“Istambul desfila, com todo o peso do seu caos, com as suas mesquitas, os seus bairros afastados, as suas pontes, os seus minaretes, as suas torres, os seus jardins e os seus altos edifícios cujo número aumenta de dia para dia”, resume, por nós, Pamuk.
Sair sem sair
Para além de Yusuf, o recém-marido, e de Niki, a cadela, Melis havia-nos dito que uma das coisas que mais a acalmavam em Istambul era sair daqui. Riscou-nos no caderno o número de um autocarro que atravessaria a ponte e que nos conduziria até Beykoz, de onde um segundo autocarro nos levaria a Polonezköy, a aldeia polaca no cimo de um lugar de árvores, a partir do qual Istambul é uma miragem em silêncio. Aguardamos pelo número certo na Praça Taksim. Ele não chega. Perguntamos aos homens da rua, questionamos a senhora apática do Posto de Turismo. “Esse autocarro já não existe”, informa a funcionária. Alternativas? Não as adianta.
Vamos lá, então, apanhar o ferry, que vai composto e contente. O senhor do costume, com o seu bigode farto e mãos bojudas, passa de bandeja a oferecer çay, sumo de laranja e aperitivos. O mundo há-de compor-se. Podemos ir até Üskudar e apanhar a vista final sobre a Torre de Leandro, que fica sobre um ilhéu no estreito do Bósforo; ou escolher o porto de Haydarpasa, em Kadiköy, onde mexem o mercado do peixe, o kebab da rua Neset Ömer e os cafés bonitos da primeira linha asiática – não esquecendo a loja de café e frutos secos Brezilya, uma espécie de Brasileira da Turquia, com quase 100 anos e muito para (bem) cheirar.
Depois dos figos e da música na praça, havemos de encontrar transporte para Beykoz. “Quanto custa o bilhete?” “Não vendemos bilhetes para o autocarro. É preciso ter um cartão… Mas quanto dinheiro tem?” “Quatro liras.” “Está bem, pode ser.” Do banco do autocarro, que segue paralelo à costa, Istambul não termina. Há um homem que segue os nossos minutos com os olhos. Vê o que apontamos, o que fotografamos, o que fazemos até Beykoz, esse lugar ainda em Istambul mas que parece uma aldeia montada por pescadores, com tascos para comer barato e turcos conversadores.

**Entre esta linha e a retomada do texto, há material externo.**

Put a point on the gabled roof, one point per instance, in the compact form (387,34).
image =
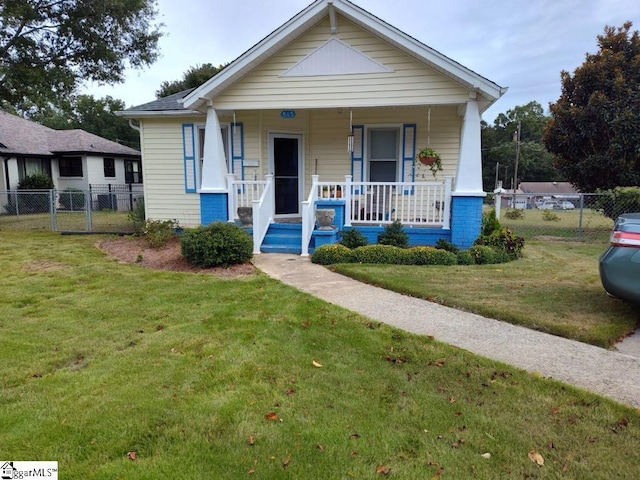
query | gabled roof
(312,15)
(169,105)
(19,136)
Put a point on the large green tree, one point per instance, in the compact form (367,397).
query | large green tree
(594,130)
(96,116)
(49,47)
(499,147)
(192,78)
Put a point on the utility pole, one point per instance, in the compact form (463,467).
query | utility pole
(516,138)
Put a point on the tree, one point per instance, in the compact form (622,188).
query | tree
(192,78)
(94,116)
(498,147)
(594,130)
(49,47)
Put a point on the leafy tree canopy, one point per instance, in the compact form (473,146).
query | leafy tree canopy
(594,130)
(499,146)
(192,78)
(49,47)
(96,116)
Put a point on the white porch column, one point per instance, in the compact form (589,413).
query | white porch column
(214,166)
(469,174)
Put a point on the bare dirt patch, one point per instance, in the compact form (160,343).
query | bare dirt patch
(137,250)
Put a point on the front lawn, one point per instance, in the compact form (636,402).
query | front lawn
(555,288)
(118,371)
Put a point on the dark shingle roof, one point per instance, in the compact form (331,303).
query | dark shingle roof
(170,102)
(24,137)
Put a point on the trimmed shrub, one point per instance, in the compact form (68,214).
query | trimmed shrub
(432,256)
(158,232)
(393,234)
(506,241)
(217,244)
(386,254)
(330,254)
(465,258)
(72,199)
(352,238)
(514,213)
(443,244)
(484,254)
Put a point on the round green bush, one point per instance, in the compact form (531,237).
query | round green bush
(330,254)
(385,254)
(352,238)
(432,256)
(484,255)
(217,244)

Vir de Taksim até aqui levou uma manhã. Já o pequeno-almoço vai longe e o caminho para Polonezköy também – assim que chegámos, disseram-nos que “já não há autocarros para Polonez”. A fome fala primeiro e vem na voz de uma cantina que dá para a praça principal. O homem que nos observava no autocarro, Hilal (nome fictício), também almoça aqui e, assim que nos vê, interrompe o bulgur para estender mais cadeiras à mesa. “Do que precisam? Aqui come-se muito bem, muito bem mesmo. Ao meio-dia, isto enche de advogados. E mais: é barato. Peçam a meia dose, que dá perfeitamente, e ficam a pagar metade.” Hilal é o tal homem que viveu 30 anos na Alemanha – “é por isso que falo inglês” – e que lembra insistentemente que em Istambul vivem mais de 20 milhões de pessoas. “Não estão registadas, mas é verdade.” Comemos bulgur com ele e uma pasta cremosa de beringelas, curgete, tomate, alho e azeite. À sobremesa não resistiremos, já se sabe. Ao café também não. Os funcionários esticam-se para tentar entender o inglês. Às tantas, já não interessa o que dizemos, mas o que comemos. E Polonezköy? “Estão a ver este homem? Ele leva-vos até lá.” Para cá, logo veremos.